Today is food distribution and bill paying assistance day in Morton. The families impacted by the raids, come to The Church of the King pantry and First United Methodist Church every other Monday for this vital life-line.
”Families are still in very much need since they’re unable to work, most of them, if they’re at home, and many are still in detention and many have had family members deported, so there are spouses left here with children." said Rev. Cumbest.
She continued, “So, we’re probably looking at $10,000 dollars or so, every two weeks that we’re paying for rent and utilities and then the continued food pantry which we’re trying to do food distribution every other week as well.”
It’s estimated Morton lost possibly a fourth of its tax base after the 2019 ICE raids: Tito Eshiburu, is a local bank executive who has lived in Morton since 1972.
He said, “They were doing all that business in town, therefore, when you don’t have, you know, 300-400 people, then the tax base the town gets when they purchase here in town, it’s gonna be minimized. That’s what’s happening, I mean, the grocery store, the drug store, gasoline station; they have all seen their business go down.”
And Eshiburu says the poultry plant, itself, is feeling the impact.
Tito Eshiburu said, ”You don’t replace those people that easily. Number one. Number two, it’s hard work. It’s really hard work. Most people cannot be there month after month, year after year doing that. For some reason, Hispanics have filled that void and they have worked there for years and so it’s been hard for them to replace them.
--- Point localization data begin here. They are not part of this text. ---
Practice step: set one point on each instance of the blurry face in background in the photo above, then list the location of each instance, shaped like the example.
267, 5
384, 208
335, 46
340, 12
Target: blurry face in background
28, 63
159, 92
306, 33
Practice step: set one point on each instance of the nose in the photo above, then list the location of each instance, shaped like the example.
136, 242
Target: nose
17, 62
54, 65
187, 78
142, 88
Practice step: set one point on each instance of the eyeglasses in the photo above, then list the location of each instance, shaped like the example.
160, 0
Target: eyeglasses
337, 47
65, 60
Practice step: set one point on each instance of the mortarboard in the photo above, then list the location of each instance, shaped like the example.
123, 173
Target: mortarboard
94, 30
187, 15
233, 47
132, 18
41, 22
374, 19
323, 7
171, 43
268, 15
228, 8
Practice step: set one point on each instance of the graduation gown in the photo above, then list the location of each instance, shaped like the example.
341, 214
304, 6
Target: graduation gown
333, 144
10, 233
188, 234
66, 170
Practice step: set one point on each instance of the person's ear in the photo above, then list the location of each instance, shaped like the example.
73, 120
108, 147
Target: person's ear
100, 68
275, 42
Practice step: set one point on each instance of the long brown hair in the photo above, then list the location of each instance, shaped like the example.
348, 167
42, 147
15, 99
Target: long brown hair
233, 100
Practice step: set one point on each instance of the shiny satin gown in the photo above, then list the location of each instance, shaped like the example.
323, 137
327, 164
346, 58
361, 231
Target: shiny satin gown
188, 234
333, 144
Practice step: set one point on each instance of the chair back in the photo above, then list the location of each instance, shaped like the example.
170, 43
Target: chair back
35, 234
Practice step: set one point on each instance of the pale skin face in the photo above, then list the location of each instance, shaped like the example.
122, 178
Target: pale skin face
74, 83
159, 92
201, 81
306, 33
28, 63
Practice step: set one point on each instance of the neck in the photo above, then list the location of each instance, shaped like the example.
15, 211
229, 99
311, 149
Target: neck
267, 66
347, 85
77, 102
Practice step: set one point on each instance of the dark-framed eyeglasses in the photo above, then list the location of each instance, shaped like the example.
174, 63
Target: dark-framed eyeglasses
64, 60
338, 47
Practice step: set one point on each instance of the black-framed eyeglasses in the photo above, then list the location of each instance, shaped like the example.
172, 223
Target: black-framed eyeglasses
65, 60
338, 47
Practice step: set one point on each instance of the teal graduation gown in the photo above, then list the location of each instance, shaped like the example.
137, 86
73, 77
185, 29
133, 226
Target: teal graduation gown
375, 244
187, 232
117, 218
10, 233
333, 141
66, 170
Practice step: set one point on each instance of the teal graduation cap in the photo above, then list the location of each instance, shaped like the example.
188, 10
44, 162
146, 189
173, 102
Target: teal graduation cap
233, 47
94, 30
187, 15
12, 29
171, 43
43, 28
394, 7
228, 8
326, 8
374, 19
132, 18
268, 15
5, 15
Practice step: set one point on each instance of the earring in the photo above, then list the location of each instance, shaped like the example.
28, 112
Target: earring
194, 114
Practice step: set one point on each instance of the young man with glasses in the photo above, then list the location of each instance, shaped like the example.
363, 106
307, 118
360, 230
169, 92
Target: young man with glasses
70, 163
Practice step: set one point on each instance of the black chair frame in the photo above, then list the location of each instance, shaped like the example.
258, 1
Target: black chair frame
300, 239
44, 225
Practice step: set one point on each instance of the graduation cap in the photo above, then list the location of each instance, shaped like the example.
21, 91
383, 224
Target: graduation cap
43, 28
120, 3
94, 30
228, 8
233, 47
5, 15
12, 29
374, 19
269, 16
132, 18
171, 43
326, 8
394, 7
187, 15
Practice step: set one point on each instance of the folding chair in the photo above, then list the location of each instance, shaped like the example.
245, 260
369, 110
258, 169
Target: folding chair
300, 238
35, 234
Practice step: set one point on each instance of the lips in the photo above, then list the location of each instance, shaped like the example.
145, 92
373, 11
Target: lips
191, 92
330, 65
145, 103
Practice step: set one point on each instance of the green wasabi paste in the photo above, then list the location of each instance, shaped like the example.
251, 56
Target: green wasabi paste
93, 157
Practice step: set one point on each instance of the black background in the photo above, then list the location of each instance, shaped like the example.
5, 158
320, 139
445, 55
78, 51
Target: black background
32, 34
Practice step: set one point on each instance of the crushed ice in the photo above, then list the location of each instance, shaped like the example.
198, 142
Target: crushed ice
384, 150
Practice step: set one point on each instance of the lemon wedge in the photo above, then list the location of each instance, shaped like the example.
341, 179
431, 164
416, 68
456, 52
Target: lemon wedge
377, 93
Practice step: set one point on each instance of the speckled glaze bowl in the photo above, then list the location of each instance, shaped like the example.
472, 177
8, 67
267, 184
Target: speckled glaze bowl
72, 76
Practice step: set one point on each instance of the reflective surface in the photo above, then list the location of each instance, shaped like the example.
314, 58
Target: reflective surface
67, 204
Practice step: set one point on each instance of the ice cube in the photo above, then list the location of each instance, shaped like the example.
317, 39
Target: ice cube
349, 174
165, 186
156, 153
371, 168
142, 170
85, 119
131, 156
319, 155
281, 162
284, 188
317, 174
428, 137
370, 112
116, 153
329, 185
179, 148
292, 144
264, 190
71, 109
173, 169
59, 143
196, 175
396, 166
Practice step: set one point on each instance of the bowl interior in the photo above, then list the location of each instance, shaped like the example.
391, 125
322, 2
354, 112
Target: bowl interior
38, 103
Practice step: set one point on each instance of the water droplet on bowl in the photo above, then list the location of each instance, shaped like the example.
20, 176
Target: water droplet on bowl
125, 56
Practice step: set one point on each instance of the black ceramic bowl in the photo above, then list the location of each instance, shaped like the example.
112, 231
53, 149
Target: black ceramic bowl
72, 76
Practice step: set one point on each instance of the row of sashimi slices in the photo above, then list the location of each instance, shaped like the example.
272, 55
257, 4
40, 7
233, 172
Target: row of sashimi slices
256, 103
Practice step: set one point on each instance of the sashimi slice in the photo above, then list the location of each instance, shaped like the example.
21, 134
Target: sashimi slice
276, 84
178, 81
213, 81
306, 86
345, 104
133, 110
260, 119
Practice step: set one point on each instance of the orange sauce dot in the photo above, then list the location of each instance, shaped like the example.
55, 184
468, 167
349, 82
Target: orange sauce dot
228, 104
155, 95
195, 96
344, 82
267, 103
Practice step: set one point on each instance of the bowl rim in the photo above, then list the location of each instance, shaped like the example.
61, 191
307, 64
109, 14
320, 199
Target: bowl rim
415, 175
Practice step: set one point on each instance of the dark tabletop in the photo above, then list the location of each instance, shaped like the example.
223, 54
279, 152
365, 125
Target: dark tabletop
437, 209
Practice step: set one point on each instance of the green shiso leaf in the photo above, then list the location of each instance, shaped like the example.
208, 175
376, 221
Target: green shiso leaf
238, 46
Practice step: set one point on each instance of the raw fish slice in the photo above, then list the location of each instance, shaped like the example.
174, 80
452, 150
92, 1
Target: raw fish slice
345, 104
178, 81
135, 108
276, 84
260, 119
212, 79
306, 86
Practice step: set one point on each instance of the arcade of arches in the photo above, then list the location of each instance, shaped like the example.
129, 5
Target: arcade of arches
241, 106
So, as far as I can tell, from what I’ve been told, they still haven’t been able to replace those workers."
“I hate what happened, but as Morton we still doing good.” Morton native Lance Kincaid sees the impact a little differently; the raids, he said, opening up opportunities for the African American community.
Lance Kincaid said, “Yes, that’s mostly what you have at the plant now, you have a lot more African Americans."
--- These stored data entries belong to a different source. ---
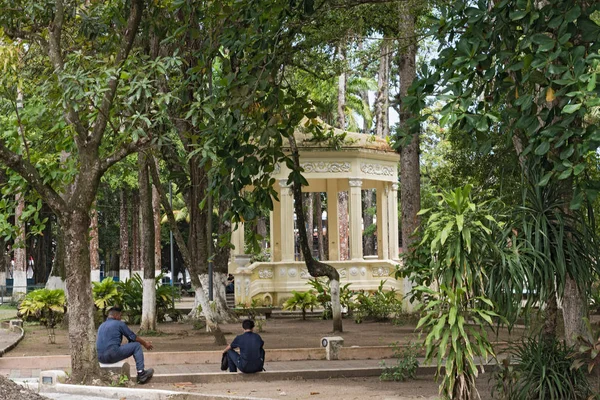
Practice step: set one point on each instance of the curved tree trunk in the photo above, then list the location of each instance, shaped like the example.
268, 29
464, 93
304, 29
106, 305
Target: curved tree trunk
20, 257
136, 265
315, 268
82, 335
124, 232
94, 243
190, 252
410, 177
147, 245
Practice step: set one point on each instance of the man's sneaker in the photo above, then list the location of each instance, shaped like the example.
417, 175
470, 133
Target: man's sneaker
145, 375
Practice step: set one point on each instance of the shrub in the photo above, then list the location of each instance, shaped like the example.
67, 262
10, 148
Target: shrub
131, 295
406, 365
301, 300
106, 294
46, 306
544, 371
323, 291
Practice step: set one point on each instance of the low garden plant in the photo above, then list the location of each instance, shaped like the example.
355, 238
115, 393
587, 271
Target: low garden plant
406, 363
381, 305
46, 306
544, 369
302, 301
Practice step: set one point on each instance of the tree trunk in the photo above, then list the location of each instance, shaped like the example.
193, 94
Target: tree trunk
94, 242
309, 198
382, 98
136, 267
261, 229
342, 80
58, 273
124, 231
319, 217
410, 194
20, 256
147, 246
157, 217
192, 251
341, 123
315, 268
369, 248
82, 335
43, 262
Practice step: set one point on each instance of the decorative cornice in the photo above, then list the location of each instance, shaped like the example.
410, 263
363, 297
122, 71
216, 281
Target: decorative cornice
324, 167
377, 169
265, 273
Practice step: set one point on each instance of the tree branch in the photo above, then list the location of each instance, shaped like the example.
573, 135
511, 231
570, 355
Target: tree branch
55, 54
123, 151
133, 22
26, 170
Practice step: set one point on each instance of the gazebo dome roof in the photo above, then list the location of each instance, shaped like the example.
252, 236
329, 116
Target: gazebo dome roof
347, 140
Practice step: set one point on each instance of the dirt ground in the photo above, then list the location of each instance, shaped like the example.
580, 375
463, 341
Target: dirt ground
327, 389
277, 333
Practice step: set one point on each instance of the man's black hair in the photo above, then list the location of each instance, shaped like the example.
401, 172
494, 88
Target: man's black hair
115, 309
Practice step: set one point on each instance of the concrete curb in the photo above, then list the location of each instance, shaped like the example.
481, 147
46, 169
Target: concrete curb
13, 345
266, 376
135, 394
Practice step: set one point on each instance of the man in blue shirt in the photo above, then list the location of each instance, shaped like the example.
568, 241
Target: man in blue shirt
110, 350
252, 355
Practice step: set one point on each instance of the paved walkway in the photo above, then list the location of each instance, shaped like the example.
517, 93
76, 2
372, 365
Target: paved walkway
187, 372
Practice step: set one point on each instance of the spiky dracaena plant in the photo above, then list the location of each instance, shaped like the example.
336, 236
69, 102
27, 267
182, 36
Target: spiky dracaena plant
460, 236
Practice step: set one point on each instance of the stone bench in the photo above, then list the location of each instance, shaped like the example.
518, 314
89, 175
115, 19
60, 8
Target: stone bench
332, 345
119, 368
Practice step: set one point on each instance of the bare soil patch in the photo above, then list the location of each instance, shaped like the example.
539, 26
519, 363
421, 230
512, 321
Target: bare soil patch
278, 333
327, 389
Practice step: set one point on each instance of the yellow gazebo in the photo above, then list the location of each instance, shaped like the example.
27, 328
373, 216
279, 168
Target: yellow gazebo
363, 162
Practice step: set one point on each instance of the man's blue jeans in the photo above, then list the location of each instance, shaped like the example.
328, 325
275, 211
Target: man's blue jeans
233, 360
116, 354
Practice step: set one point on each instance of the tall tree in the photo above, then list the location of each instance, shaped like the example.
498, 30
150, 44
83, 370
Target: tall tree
530, 71
62, 77
147, 245
410, 175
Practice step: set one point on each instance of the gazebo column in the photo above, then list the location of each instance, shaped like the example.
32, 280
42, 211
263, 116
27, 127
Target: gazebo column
333, 221
287, 222
383, 239
237, 239
356, 250
393, 223
275, 231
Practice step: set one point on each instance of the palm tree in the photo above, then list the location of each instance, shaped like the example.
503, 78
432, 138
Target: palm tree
302, 300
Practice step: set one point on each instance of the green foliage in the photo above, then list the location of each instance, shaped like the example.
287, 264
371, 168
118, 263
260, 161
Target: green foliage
533, 76
406, 365
132, 295
549, 244
301, 300
505, 379
323, 290
544, 371
459, 235
588, 352
380, 305
106, 294
46, 306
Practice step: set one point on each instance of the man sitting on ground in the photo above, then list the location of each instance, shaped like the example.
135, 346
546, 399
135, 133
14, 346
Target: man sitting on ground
252, 355
110, 350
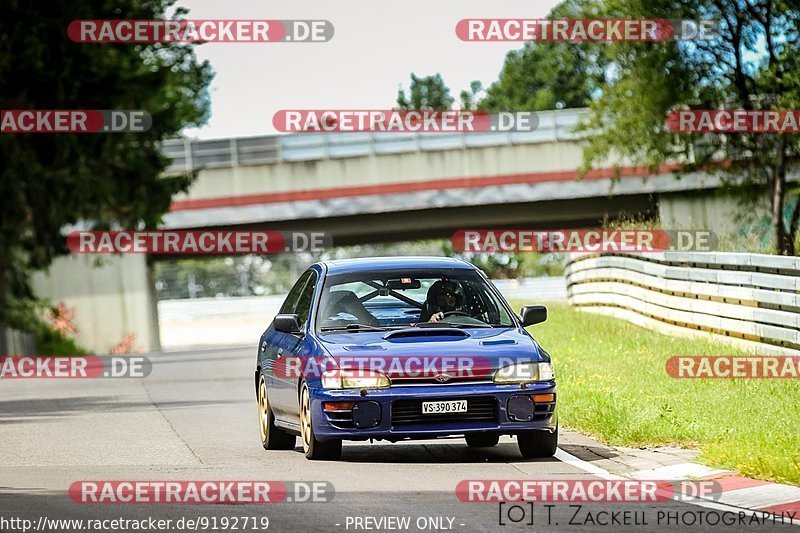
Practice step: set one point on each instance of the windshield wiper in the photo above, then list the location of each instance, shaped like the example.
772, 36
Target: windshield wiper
358, 327
452, 325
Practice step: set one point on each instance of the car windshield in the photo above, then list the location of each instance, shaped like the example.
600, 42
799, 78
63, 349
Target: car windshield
366, 301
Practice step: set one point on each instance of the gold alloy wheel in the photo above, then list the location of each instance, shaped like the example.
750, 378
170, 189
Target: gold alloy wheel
305, 419
263, 410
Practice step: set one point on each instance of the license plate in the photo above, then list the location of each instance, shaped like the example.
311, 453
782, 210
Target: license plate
435, 408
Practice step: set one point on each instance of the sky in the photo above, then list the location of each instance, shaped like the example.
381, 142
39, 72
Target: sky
375, 48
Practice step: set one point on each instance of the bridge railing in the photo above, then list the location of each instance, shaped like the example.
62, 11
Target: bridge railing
271, 149
747, 296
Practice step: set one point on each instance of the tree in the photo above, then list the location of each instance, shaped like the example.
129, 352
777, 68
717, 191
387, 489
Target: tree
752, 65
545, 75
51, 181
427, 92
Sheila Cumbest said, “So, the whole city in Morton has felt an impact of this, we don’t know what the future is going to be.”
Tito Eshiburu said,"Yes, it will have an impact for many years, because I don’t think Morton will, the number of people, I don’t think it will ever rise to the number of people that lived here until 5-6 months ago. i don’t think so."
Patricia Naguera is also concerned about Morton’s future:
She said. “What was the neighborhood like before all of this happened? More happy. More comfort. Making parties, because the Hispanic people like to make a party. You see now, nobody make a party for nothing. All the people stay in the house, you no go outside, only for needed stuff and come back to house and that’s it.”
Clearly, many of those impacted by the raids were in violation of the law, but it doesn’t make what happened 6 months ago, any less painful for people like Patricia Noguera.
Patricia Noguera said, “Not all of them is bad. I understand there’s too many people bad, but not all of them. Because when immigration coming in the chicken plant and taking people working, not criminals.”
The shelves are beginning to get a bit empty and there is still a need for money to help with bills until families can find another source of income.
Reverend Cumbest has vowed to continue to help until the need is no longer there.